O penúltimo episódio de “Succession” traz três das maiores marcas deste sucesso da HBO: 1) a impressionante capacidade em mesclar suspense, drama e muito humor ao mesmo tempo; 2) a rapidez nas mudanças dos destinos dos protagonistas; e 3) um dos maiores vilões da história da televisão – mesmo que, aqui, esteja dentro do caixão. 

“Igreja e Estado” inicia no dia seguinte à ATN anunciar por conta própria a vitória do fascista Jeryd Mencken (Justin Kirk) para a presidência dos EUA e data do funeral de Logan Roy (Brian Cox). A tensão máxima é palpável com pessoas correndo pelas ruas de Nova York ao som de sirenes de polícia para todos os lados e imagens de violentos protestos ao redor do país na televisão. O desespero de Rava (Natalie Gold), ex-esposa de Kendall (Jeremy Strong), ilustra a panela de pressão. Responsável por importantes episódios de “Game of Thrones” e do competente “O Menu”, Mark Mylod, porém, dirige esta dança do caos com elevadas doses de acidez impressionante. 

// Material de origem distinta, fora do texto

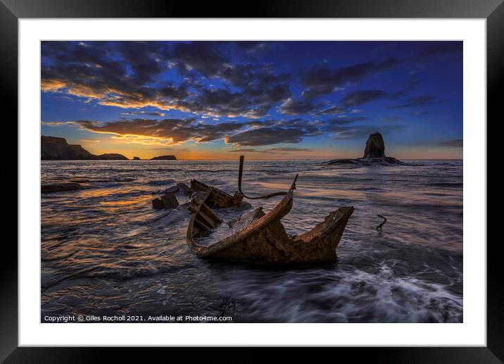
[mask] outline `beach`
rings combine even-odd
[[[186,245],[189,215],[152,208],[153,192],[193,178],[233,194],[237,161],[44,161],[43,184],[82,188],[42,194],[42,320],[124,315],[461,322],[462,162],[405,162],[247,161],[248,194],[286,191],[299,174],[292,211],[282,219],[289,235],[338,207],[355,208],[337,263],[284,269],[200,259]],[[248,202],[267,211],[281,198]],[[225,222],[248,211],[215,212]],[[387,218],[381,230],[377,214]]]

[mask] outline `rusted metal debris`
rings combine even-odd
[[[175,208],[178,206],[179,201],[175,192],[166,192],[161,197],[152,200],[152,207],[154,208]]]
[[[240,159],[242,165],[243,157]],[[284,197],[272,210],[265,213],[262,208],[258,208],[243,215],[229,222],[227,237],[204,246],[199,244],[195,239],[202,234],[208,234],[212,226],[222,222],[218,216],[209,213],[211,209],[206,203],[215,189],[207,188],[204,193],[193,200],[189,208],[192,215],[187,227],[187,246],[201,258],[260,264],[335,261],[337,259],[336,248],[353,212],[353,207],[341,207],[330,213],[323,222],[310,232],[289,237],[280,220],[292,208],[297,177],[289,191],[282,194]],[[205,223],[201,224],[202,220]]]
[[[383,219],[383,222],[380,225],[377,226],[377,230],[382,229],[382,227],[385,225],[385,222],[386,222],[386,218],[385,218],[385,216],[382,216],[381,215],[377,215],[377,216]]]
[[[210,186],[205,184],[197,180],[191,180],[191,187],[182,182],[178,183],[177,185],[189,197],[192,196],[196,192],[204,192],[210,187]],[[231,196],[229,194],[227,194],[218,188],[212,188],[212,192],[206,200],[206,204],[213,208],[239,206],[244,200],[243,195],[239,192],[235,192],[234,195]]]

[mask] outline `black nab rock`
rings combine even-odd
[[[384,158],[385,143],[383,137],[378,132],[372,133],[366,142],[366,149],[364,149],[363,158]]]
[[[392,165],[405,164],[403,162],[392,157],[385,156],[385,142],[383,137],[378,132],[372,133],[367,138],[364,156],[355,159],[333,159],[327,164],[353,164],[355,165]]]

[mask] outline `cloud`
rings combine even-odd
[[[383,62],[366,62],[339,68],[322,65],[303,70],[300,73],[301,84],[305,87],[303,97],[313,99],[330,94],[335,87],[355,82],[371,73],[390,68],[400,63],[398,58],[389,58]]]
[[[221,44],[94,42],[82,46],[43,42],[41,87],[100,105],[151,106],[215,117],[263,117],[291,96],[290,74],[277,73],[269,63],[232,64]],[[182,81],[163,81],[170,68],[178,70]],[[203,78],[224,84],[205,85]]]
[[[158,117],[160,117],[160,118],[165,117],[164,113],[160,113],[158,111],[153,111],[152,113],[148,113],[146,111],[134,111],[134,112],[131,112],[131,113],[121,113],[121,115],[125,115],[127,116],[148,115],[149,116],[158,116]]]
[[[461,139],[443,140],[436,143],[436,145],[438,146],[445,146],[447,148],[462,148],[464,146],[464,140]]]
[[[229,61],[213,42],[175,43],[168,58],[177,63],[182,73],[194,70],[206,77],[217,75]]]
[[[401,125],[390,125],[372,126],[372,125],[349,125],[334,126],[332,131],[335,139],[362,139],[367,138],[370,134],[379,132],[382,134],[387,134],[404,128]]]
[[[382,120],[384,121],[398,121],[401,120],[401,118],[398,116],[387,116],[386,118],[382,118]]]
[[[322,110],[319,110],[315,113],[318,115],[337,115],[341,114],[342,113],[344,113],[346,111],[346,108],[343,108],[341,106],[337,106],[335,105],[332,105],[330,106],[326,107],[325,108],[323,108]]]
[[[197,123],[195,119],[128,119],[100,123],[92,120],[61,122],[73,124],[87,131],[113,134],[113,138],[127,143],[153,145],[177,144],[189,140],[206,142],[222,139],[240,130],[246,123]]]
[[[299,143],[307,133],[298,128],[259,127],[226,138],[226,143],[239,146],[257,146],[279,143]]]
[[[279,111],[286,115],[306,115],[312,113],[318,107],[318,105],[309,101],[289,98],[282,104]]]
[[[277,148],[270,148],[267,149],[255,149],[252,148],[242,148],[240,149],[234,149],[231,151],[227,151],[228,152],[233,152],[233,153],[280,153],[280,154],[285,154],[289,152],[296,152],[296,151],[305,151],[305,152],[310,152],[313,151],[313,149],[312,148],[296,148],[294,146],[291,147],[277,147]]]
[[[355,107],[384,97],[386,94],[386,92],[379,89],[353,91],[345,95],[341,99],[341,103],[347,108]]]

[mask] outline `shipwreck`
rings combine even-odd
[[[202,258],[239,261],[259,264],[287,264],[334,261],[337,259],[336,248],[339,243],[353,206],[340,207],[327,215],[324,220],[310,231],[298,236],[289,237],[281,219],[292,208],[294,192],[298,176],[287,192],[275,192],[265,196],[247,196],[241,191],[244,156],[240,157],[239,192],[234,196],[222,196],[216,194],[214,187],[191,183],[192,193],[199,191],[192,199],[189,209],[191,213],[187,227],[187,241],[189,249]],[[215,200],[240,201],[270,199],[283,196],[282,201],[267,213],[261,207],[245,213],[223,225],[222,220],[209,205],[220,207]],[[217,198],[219,197],[219,198]],[[225,197],[226,199],[225,199]],[[199,244],[200,239],[212,237],[217,229],[225,229],[226,237],[211,241],[210,244]]]

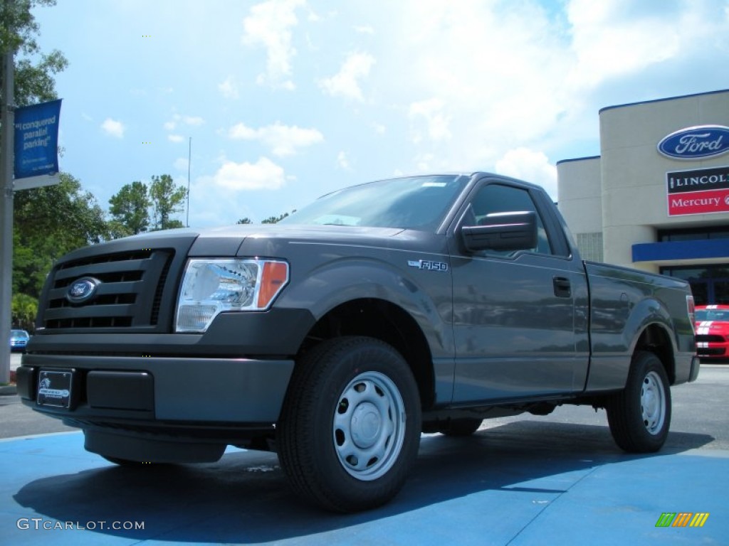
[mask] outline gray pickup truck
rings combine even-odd
[[[582,261],[537,186],[414,176],[71,253],[17,387],[113,462],[274,450],[351,512],[397,493],[422,432],[486,418],[604,408],[620,448],[660,449],[670,386],[698,374],[693,314],[682,280]]]

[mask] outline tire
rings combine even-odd
[[[448,422],[441,427],[438,432],[446,436],[462,437],[470,436],[478,430],[483,419],[464,418],[459,419],[449,419]]]
[[[277,424],[293,489],[335,512],[381,506],[402,488],[420,445],[420,397],[410,368],[366,337],[323,341],[294,371]]]
[[[653,453],[663,447],[671,426],[671,388],[655,355],[636,353],[625,388],[607,410],[612,438],[625,451]]]

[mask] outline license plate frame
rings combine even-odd
[[[36,387],[36,404],[70,409],[73,370],[41,370]]]

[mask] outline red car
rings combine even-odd
[[[696,354],[729,357],[729,305],[696,306]]]

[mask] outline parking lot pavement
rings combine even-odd
[[[495,421],[471,438],[424,435],[401,494],[350,515],[300,503],[271,454],[125,469],[85,451],[80,432],[3,440],[0,537],[18,546],[727,544],[729,452],[707,448],[710,435],[671,432],[664,451],[631,456],[604,426]],[[665,513],[709,515],[701,527],[657,527]]]

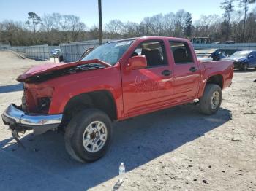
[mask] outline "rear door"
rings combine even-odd
[[[146,40],[130,57],[145,55],[148,66],[122,72],[124,110],[126,116],[153,110],[170,103],[172,69],[162,40]]]
[[[200,70],[197,61],[192,56],[187,42],[170,41],[170,49],[173,54],[174,101],[182,101],[195,98],[197,96]]]
[[[250,58],[250,63],[252,66],[256,66],[256,52],[251,53],[252,58]]]

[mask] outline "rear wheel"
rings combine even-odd
[[[93,162],[107,152],[112,134],[111,121],[100,110],[89,109],[75,116],[65,132],[67,152],[79,162]]]
[[[203,96],[199,101],[200,112],[206,114],[216,113],[222,104],[222,94],[220,87],[214,84],[207,85]]]

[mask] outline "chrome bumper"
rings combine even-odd
[[[5,125],[18,128],[33,129],[35,134],[42,134],[56,128],[61,122],[62,114],[42,114],[25,113],[15,104],[10,105],[1,114]]]

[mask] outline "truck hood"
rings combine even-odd
[[[227,57],[227,58],[223,58],[222,60],[243,62],[243,61],[247,61],[248,58],[246,57],[231,57],[231,58]]]
[[[33,66],[29,70],[26,71],[23,74],[20,74],[16,80],[20,82],[24,82],[28,78],[38,76],[40,74],[50,74],[53,71],[75,67],[80,65],[89,64],[89,63],[100,63],[105,67],[111,66],[110,64],[103,62],[98,59],[89,60],[86,61],[78,61],[72,63],[49,63],[42,65],[38,65]]]

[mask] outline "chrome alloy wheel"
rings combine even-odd
[[[219,106],[220,101],[219,93],[217,91],[214,92],[211,98],[211,107],[212,109],[215,109]]]
[[[106,125],[100,121],[91,122],[83,135],[83,144],[86,151],[96,152],[100,150],[107,141]]]

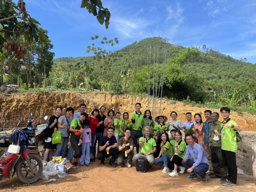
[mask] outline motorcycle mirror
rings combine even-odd
[[[20,122],[21,122],[20,120],[18,122],[18,124],[17,124],[17,127],[18,127],[19,126],[19,125],[20,124]]]

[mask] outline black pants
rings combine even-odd
[[[224,163],[228,167],[228,180],[234,184],[236,184],[237,178],[237,170],[236,161],[236,153],[225,150],[221,150]]]
[[[76,135],[73,132],[72,132],[70,135],[70,143],[75,151],[73,157],[75,159],[80,158],[82,153],[82,144],[78,145],[80,138],[80,135]]]
[[[224,162],[218,157],[218,151],[221,147],[211,146],[211,164],[214,174],[222,178],[225,178],[228,175],[227,167]],[[233,182],[232,182],[233,183]]]
[[[111,161],[113,162],[115,162],[116,158],[116,156],[117,155],[118,153],[118,148],[116,147],[115,148],[111,148],[109,151],[109,154],[108,155],[107,154],[107,151],[106,149],[104,149],[102,151],[98,151],[98,153],[97,154],[97,159],[100,160],[101,162],[104,162],[105,160],[105,158],[108,157],[112,156],[111,158]]]

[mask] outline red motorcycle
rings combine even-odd
[[[19,138],[20,136],[20,133]],[[16,173],[18,178],[22,183],[32,183],[36,181],[42,172],[43,164],[39,157],[31,153],[37,152],[26,149],[22,153],[6,151],[0,158],[0,177],[11,178]]]

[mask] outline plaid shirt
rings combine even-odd
[[[213,124],[213,121],[211,119],[209,123],[207,123],[207,121],[204,122],[203,125],[203,128],[202,129],[202,131],[204,132],[204,145],[207,146],[209,146],[209,134],[210,134],[210,129],[211,125]]]
[[[187,146],[184,158],[188,159],[190,156],[193,158],[193,161],[194,162],[193,165],[195,167],[198,166],[201,163],[209,164],[207,157],[203,148],[196,143],[195,143],[193,148],[191,148],[189,145]]]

De todos os episódios desta última temporada de “Succession”, nenhum possui momentos tão cínicos e hilários como “Igreja e Estado”. Da zoeira de Lukas Matsson (Alexander Skarsgard) com o tempo de existência real da democracia nos EUA passando pelo genial infográfico do jornal até os encontros das exs de Logan, somos brindados com uma sequência de tapas na hipocrisia daquela elite esnobe em todas as suas contradições e discursos contrários à prática, a qual tem a oportunidade de se despedir do homem responsável por forjar muito daquela realidade. No teatro armado para a despedida de Logan, os jogos pelo poder continuam rolando com a igreja virando um palco de negociações e traições, algo capaz de deixar Logan com orgulho. 

AS TRANSFORMAÇÕES RÁPIDAs

O picadeiro, entretanto, pode ser um fardo pesado demais para alguns. Que o diga Roman (Kieran Culkin): o canalha detonador do caos nos EUA (e consequentemente no mundo) começa o episódio na crista da onda após ajudar a eleger Mencken. Todo pimpão na cobertura do apartamento com uma vista arrebatadora de Nova York, o sujeito tem a consciência que um discurso arrasador no velório seria o suficiente para assumir a dianteira na sucessão da WayStar. A confiança, entretanto, não resiste ao fantasma do pai, figura que tanto o humilhou e, mesmo assim, nutria tanto amor. Roman desaba diante de todos, enrolado nas próprias anotações e com uma voz que lembra uma criança indefesa pedindo socorro aos irmãos mais velhos, deixando muito claro quem, no fundo, ele sempre foi. 

Cabe a Kendall e Shiv segurar o rojão: o primeiro faz um discurso potente ao aproveitar a deixa do tio Ewan (James Cromwell) para dosar entre o filho que sente a falta do pai e empresário durão que construiu com toda a sua ambição aquele país – para o bem ou para mal. Em tom hesitante, a personagem de Sarah Snook recorda a figura que recebia de presidentes a reis e, ao mesmo tempo, metia medo nos filhos com um grito que somente Logan era capaz de fazer. Diante daquela imponente plateia, a dianteira parece estar com o irmão. 

Mas, lembra da segunda característica marcante de “Succession”? A rapidez das transformações dos jogos de poder? Pois, Shiv consegue uma estratégia persuasiva para fazer o “nazista” Mencken ser mais simpático com a proposta do sueco branco Matsson. Isso tudo em um momento impagável de completo desespero dos irmãos para tentar extrair algum tipo de vantagem do futuro morador da Casa Branca. A dança que a câmera de Mylod faz ao redor do presidente eleito e da família Roy joga o público como testemunhas definitivas de figuras que tentam, mas, nunca serão iguais ao pai ao tratar o poder.  

Perto do fim, “Succession” marca em “Igreja e Estado” aquele que, talvez, seja o verdadeiro dilema da série: mais do que saber quem será o sucessor de Logan na WayStar, a verdadeira pergunta é saber se Connor, Kendall, Shiv e Roman serão capazes de seguir seus próprios caminhos de maneira realmente plena após tantos anos de abuso e subjugados a um tirano impiedoso e, como diz Ewan, um sujeito que “alimentou as chamas dos corações dos homens”. Ao que tudo indica, o quarteto sucumbirá.